Teriakan Hati (opiniku)

Sedikit melihat ke belakang, beberapa minggu lalu. Inipun dipicu oleh pemberitaan media televisi dua hari terakhir tentang seorng anak berusia tujuh tahun, kelas satu Sekolah Dasar di Makasar yang meninggal diduga karena dikeroyok oleh tiga orang kawannya. Hati saya selalu rasanya mau berteriak bukan karena aku adalah ibu dari salah satu anak yang usianya tujuh tahun dan membayangkannya terjadi pada anaku, tetapi karena lagi-lagi manusia seolah-olah tidak bernilai manusia di hadapan manusia lain. Dan, itu terjadi pada siapa saja, pada setiap kelas, setiap kelompok usia, tanpa kenal jenis kelamin. Sebelum ini, satu kasus terjadi pada remaja Sekolah Lanjutan di Jakarta, yang meninggal karena dibunuh oleh dua orang teman akrabnya. Berikut, seorang anak juga dianiaya oleh mantan pacar ibunya.

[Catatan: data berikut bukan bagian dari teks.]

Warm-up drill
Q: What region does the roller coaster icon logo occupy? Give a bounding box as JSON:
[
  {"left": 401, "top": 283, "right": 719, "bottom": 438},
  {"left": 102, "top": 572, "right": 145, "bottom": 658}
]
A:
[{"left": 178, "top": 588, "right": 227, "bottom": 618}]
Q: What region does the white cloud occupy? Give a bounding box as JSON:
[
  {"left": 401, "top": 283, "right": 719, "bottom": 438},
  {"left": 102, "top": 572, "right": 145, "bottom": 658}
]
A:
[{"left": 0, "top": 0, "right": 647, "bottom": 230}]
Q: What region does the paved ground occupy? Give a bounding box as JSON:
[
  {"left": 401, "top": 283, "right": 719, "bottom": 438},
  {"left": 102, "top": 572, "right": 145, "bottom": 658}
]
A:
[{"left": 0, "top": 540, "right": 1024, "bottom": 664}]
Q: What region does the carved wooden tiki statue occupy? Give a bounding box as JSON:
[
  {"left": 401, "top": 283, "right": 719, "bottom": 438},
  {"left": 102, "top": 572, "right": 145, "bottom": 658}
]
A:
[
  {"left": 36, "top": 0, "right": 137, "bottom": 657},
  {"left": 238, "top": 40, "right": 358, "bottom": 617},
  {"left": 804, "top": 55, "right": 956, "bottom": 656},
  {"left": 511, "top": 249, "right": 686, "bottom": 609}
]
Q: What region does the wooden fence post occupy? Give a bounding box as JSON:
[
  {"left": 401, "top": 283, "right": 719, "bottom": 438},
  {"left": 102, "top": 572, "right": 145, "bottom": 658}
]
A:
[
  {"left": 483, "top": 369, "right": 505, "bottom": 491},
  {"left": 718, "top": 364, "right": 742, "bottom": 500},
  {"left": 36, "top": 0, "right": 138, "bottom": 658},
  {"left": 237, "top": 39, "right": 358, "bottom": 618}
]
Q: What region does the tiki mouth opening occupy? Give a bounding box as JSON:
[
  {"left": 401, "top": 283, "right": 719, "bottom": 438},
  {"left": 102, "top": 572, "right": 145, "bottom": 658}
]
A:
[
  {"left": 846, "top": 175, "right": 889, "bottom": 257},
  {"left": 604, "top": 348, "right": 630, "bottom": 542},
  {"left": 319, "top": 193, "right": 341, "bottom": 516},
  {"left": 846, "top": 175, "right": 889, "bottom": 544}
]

Aku tidak hendak membahas peristiwa di atas. Ini adalah sebuah peristiwa serupa yang terjadi di depan kedua mataku dan tentunya membuat lagi-lagi hatiku berteriak, meneriaki apa?. Sudah tidak jelas, sepertinya masih berkutat pada "Nilai Kemanusiaan".

Suatu pagi, aku menjalani tugas rutin mengantar anak tujuh tahunku ke sekolah. Tugas yang sudah kutekuni dalam sembilan bulan ini sejak anaku masuk SD. Sampai di depan sekolah, sepeda motorku melaju perlahan karena mesti berbelok kanan menuju ke halaman sekolah. Bukan sekedar melaju pelan, aku harus mengerem hingga berhenti, karena di depanku ada seorang ibu yang menggiring sepeda, sepertinya juga mengantar anaknya. Di depan si ibu ada beberapa anak perempuan sedang berjalan pelan menuju halaman. Di belakang si Ibu, ada seorang anak laki-laki yang juga mulai mengayuh pelan sepedanya dan bahkan berhenti dan aku melihatnya berusaha turun. Kami semua berada pada satu jembatan kecil yang menghubungkan jalan besar dengan halaman sekolah, dan jembatan itu menjadi jalan melintasi parit dengan ukuran sekitar 3 meter.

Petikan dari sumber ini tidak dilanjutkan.